Effects of testosterone replacement on HDL subfractions and apolipoprotein A-I containing lipoproteins

Abstract

OBJECTIVES: Gonadal steroids are important regulators of lipoprotein metabolism. The aims of this study were to determine the effects of a minimum effective dose of testosterone replacement on high density lipoprotein (HDL) subfractions and apolipoprotein (apo) A-I containing particles (lipoprotein (Lp)A-I) and LpA-I:A-II) in hypogonadal men with primary testicular failure and to investigate the underlying mechanisms of these changes. MEASUREMENTS: Eleven Chinese hypogonadal men were started on testosterone enanthate 250 mg intramuscularly at 4-weekly intervals. HDL was subfractionated by density gradient ultracentrifugation and LpA-I was analysed by electro- immunodiffusion after 3, 6 and 12 weeks of treatment. Plasma cholesteryl ester transfer protein (CETP) activity and lipolytic enzymes activities in post-heparin plasma were measured to determine the mechanisms underlying testosterone-induced changes in HDL. RESULTS: The dosage of testosterone enanthate used in the present study resulted in suboptimal trough testosterone levels. No changes were seen in plasma total cholesterol, triglyceride, low density lipoprotein cholesterol (LDL-C,) apo B and apo(a) after 12 weeks. There was a drop in HDL3-C compared to baseline (0.82 ± 0.17 mmol/1 vs. 0.93 ± 0.13, P< 0.01) whereas a small but significant increase was seen in HDL2-C (0.21 ± 0.13 mmol/vs. 0.11 ± 0.09, P<0.05). Plasma apo A-I decreased after treatment (1.34 ± 0.25 g/l vs. 1.50 ± 0.29, P<0.01), due to a reduction in LpA-I:A-II particles (0.86 ± 0.18 g/l vs. 0.99 ± 0.24, P<0.01). No changes were observed in the levels of LpA-I particles.

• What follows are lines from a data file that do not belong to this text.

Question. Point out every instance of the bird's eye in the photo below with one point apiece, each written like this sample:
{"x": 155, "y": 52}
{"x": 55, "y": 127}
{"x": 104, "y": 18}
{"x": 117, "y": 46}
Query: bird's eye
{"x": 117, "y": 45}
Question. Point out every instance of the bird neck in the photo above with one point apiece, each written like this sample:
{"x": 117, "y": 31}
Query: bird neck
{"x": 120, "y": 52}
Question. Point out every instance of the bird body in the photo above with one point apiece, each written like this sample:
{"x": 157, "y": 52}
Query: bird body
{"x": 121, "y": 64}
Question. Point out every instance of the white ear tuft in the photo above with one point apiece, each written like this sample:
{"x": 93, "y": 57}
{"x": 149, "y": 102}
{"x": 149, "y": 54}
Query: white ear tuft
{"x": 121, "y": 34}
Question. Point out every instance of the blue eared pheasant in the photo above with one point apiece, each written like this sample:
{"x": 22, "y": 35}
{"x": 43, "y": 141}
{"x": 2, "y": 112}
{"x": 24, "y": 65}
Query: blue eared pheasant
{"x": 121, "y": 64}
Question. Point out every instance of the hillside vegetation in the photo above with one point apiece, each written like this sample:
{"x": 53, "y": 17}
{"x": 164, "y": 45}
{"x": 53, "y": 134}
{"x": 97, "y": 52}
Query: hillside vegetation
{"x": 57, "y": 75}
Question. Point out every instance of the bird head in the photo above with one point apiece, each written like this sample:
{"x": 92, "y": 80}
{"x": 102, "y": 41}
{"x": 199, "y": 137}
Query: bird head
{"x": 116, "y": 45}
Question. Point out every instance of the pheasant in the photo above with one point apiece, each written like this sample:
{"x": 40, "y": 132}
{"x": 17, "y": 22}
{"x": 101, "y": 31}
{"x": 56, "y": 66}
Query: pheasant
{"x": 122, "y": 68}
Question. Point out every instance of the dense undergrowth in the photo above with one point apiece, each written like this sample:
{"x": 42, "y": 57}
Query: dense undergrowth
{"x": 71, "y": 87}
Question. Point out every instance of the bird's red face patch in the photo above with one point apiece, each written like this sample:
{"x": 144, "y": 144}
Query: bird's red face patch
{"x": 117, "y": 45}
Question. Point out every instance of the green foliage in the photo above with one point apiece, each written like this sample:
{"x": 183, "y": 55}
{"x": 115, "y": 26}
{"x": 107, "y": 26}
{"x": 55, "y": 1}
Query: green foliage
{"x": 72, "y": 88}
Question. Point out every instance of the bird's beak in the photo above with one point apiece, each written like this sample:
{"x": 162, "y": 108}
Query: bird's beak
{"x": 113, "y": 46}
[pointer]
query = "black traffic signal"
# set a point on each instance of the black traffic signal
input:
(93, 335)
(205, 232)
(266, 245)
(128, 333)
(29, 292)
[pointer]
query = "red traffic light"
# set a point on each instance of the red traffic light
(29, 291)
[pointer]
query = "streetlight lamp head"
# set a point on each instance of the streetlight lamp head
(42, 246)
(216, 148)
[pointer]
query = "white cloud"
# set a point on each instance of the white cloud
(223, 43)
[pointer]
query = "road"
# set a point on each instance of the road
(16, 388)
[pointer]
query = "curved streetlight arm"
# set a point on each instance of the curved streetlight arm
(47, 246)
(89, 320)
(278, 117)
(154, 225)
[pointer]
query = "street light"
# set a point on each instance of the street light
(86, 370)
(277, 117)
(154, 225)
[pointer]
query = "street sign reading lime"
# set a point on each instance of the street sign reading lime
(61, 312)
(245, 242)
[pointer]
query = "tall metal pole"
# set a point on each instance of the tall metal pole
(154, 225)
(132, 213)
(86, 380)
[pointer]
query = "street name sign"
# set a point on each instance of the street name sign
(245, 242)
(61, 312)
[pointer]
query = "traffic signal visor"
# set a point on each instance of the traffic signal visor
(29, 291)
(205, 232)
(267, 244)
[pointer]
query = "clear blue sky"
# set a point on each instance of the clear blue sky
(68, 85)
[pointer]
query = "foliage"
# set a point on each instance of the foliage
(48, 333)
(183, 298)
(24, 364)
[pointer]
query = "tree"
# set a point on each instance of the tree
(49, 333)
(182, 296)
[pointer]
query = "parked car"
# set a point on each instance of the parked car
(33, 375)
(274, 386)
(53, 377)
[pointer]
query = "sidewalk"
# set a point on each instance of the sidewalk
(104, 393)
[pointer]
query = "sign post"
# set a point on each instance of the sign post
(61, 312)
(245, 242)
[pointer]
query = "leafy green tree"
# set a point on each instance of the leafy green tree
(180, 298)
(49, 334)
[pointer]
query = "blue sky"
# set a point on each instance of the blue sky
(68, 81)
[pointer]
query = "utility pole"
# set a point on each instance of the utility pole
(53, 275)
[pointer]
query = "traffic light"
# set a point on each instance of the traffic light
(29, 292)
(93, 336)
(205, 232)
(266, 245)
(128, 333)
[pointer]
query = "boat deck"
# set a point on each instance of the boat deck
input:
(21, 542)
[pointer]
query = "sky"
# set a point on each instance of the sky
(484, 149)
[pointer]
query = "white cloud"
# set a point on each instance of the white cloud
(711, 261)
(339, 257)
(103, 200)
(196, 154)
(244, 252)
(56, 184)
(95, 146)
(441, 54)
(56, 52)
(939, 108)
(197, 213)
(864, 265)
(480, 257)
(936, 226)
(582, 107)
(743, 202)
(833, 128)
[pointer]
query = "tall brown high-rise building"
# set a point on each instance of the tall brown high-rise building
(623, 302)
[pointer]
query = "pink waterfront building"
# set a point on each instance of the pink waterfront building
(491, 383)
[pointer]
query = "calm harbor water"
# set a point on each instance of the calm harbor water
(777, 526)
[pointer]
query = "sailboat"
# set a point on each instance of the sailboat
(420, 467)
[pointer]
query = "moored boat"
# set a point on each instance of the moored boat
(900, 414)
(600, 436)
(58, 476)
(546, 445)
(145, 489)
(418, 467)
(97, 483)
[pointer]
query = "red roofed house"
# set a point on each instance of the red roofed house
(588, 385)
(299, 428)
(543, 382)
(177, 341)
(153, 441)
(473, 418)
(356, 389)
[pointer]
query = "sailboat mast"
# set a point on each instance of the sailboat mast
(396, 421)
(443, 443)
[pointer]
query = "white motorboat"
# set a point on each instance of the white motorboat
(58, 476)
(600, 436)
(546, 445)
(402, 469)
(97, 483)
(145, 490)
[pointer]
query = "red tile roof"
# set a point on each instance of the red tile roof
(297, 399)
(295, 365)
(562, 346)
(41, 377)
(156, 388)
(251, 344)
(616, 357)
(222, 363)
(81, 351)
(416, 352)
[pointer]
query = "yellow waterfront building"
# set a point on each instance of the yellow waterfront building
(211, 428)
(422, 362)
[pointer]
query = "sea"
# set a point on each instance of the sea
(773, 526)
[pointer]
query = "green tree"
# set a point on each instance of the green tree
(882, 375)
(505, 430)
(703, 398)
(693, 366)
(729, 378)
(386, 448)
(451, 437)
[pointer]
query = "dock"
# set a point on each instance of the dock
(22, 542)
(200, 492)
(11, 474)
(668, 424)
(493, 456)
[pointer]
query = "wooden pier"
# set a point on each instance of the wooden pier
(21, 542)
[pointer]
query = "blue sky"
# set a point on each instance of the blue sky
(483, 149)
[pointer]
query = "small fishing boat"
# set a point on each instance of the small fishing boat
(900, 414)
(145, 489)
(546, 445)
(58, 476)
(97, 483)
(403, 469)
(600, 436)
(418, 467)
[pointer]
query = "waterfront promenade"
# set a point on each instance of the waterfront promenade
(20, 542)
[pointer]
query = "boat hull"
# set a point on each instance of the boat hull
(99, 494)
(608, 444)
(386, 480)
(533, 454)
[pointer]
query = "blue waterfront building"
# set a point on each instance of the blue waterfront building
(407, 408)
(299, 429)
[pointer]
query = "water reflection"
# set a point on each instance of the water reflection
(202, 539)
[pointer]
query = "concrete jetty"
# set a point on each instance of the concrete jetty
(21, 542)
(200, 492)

No significant changes were seen in plasma CETP and lipoprotein lipase activities after testosterone replacement but there was a transient increase in hepatic lipase (HL) activity at weeks 3 and 6. The decrease in HDL correlated with the increase in HL activity (r= 0.62, P< 0.05). CONCLUSIONS: Testosterone replacement in the form of parenteral testosterone ester given 4-weekly, although unphysiological, was not associated with unfavourable changes in lipid profiles. The reduction in HDL was mainly in HDL3-C and in LpA-I:A-II particles and not in the more anti-atherogenic HDL2 and LpA-I particles. The changes in HDL subclasses were mainly mediated through the effect of testosterone on hepatic lipase activity.